By Chris Tardio
I have been working in a startup environment for a year and a half, beginning a few months after I earned my B.A. The company isn't profitable, and I've been promoted from an admin role to a marketing role. I manage all marketing, consumer relations, and some PR/creative social media work, and I don't make a salary that is livable in my area despite the raise I negotiated at my one-year mark.
I don't have any potential mentors or guidance in this company, but I'm able to learn as I go in this slow-paced environment. I don't want to become stagnant. How can I leverage the networking events I attend weekly, Craigslist and LinkedIn job postings, and any other untapped resources to begin to move up the corporate ladder?

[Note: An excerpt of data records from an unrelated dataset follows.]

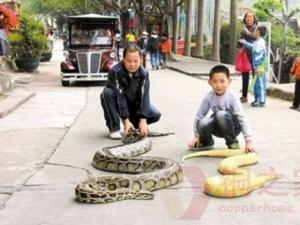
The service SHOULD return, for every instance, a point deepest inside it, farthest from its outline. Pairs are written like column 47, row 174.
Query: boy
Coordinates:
column 258, row 48
column 295, row 71
column 227, row 119
column 126, row 95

Startups can be great places to work if you find one with a clear vision of what they’re trying to build, deep understanding of the niche they’re working to fill in the marketplace; and have the brains, experience, passion, and financing behind them to keep evolving and growing. When all of these characteristics are present, startups can be a place where you’re counted on to work hard, wear many hats, learn a lot, and potentially benefit financially if the company succeeds and you were granted equity in the early stages.
But, startups that meet all of those criteria are few and far between. And, if yours is already a couple of years old, still not making money, and you describe the work environment as “slow-paced,” it's probably not one of them. Additionally, at this point in your career, after a year and a half without professional guidance or mentors, and with a salary that leaves you struggling, your instinct is correct: It’s time to take stock of all the things you have learned at your company and set out to find a new job.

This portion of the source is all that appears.